Only one study reported on the test-re-test reliability of the NDI in neck and arm pain patients.  The value obtained, 0.68 (0.30,0.90) is somewhat lower than previously reported for neck pain-only patients.  Several studies provided data on the responsiveness of the NDI in neck and arm pain patients. Two studies reported minimum clinically important differences of 7.5 and 7 NDI points, respectively. [28, 38] These values are only slightly higher than those previously reported.  One study reported that 20% improvement is a reasonable criterion of clinical success  while Carreon et al. provided an estimate of Substantial Clinical Benefit of 9.5 NDI points (19%).  Several studies have reported on factors which predicted outcome as measured by the NDI.  While varied, these factors generally appear to indicate that low initial pain and distress levels and low impact on neck/arm function predict greater improvement in NDI scores at both 28 days and at 1–3 years.
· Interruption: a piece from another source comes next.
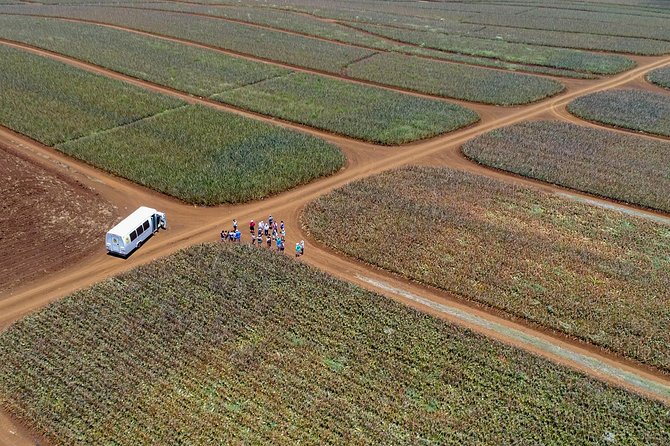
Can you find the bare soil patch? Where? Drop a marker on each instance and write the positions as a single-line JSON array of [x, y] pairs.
[[46, 219]]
Taken together, these data support the use of the NDI in studies of SMT for CR.
First, the existing interventional evidence-base for CR is small and principally composed of low quality study designs. This foundation is further compressed when isolated to a distinct therapy.
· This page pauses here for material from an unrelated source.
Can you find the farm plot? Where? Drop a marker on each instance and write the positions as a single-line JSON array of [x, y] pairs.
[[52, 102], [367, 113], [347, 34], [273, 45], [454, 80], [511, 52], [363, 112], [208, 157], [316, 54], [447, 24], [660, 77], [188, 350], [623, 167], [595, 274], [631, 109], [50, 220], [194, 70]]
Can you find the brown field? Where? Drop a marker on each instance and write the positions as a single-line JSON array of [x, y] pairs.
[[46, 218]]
Secondly, the inclusion process lacked quality assessment. As this review targets a clinical rather than an academic audience, the limitation is justified. Additionally, in the absence of data pooling, this factor has minimal impact.
Thirdly, the inclusion/exclusion process for each objective lacked consensus. Given the small evidence-base and clearly defined criteria, consensus is unlikely to have altered results.
Lastly, study designs required a threshold of 10 subjects for inclusion. Of the included studies, BenEliyahu presented the smallest sample size, pooling data for 11 CR subjects.  During our literature consolidation, no studies were identified that included less than 10 subjects while reporting pooled data. Therefore, it is not felt that this criterion generates bias.
As CR evidence for LVLA and exercise therapy continues to grow, [7, 16–23, 25, 27–32] minimal research concerning HVLA procedures remains. Despite this, existing literature does provide support for the cautious application of HVLA procedures in cases of confirmed or suspected CR.
Currently, randomized trials in the field of CR are lacking. Additionally, the lack of HVLA-related research for CR, particularly comparing HVLA to LVLA procedures, offers a unique and timely opportunity for chiropractic science. In designing such trials, as well as for clinical use, the NDI is well-suited as an outcome measure.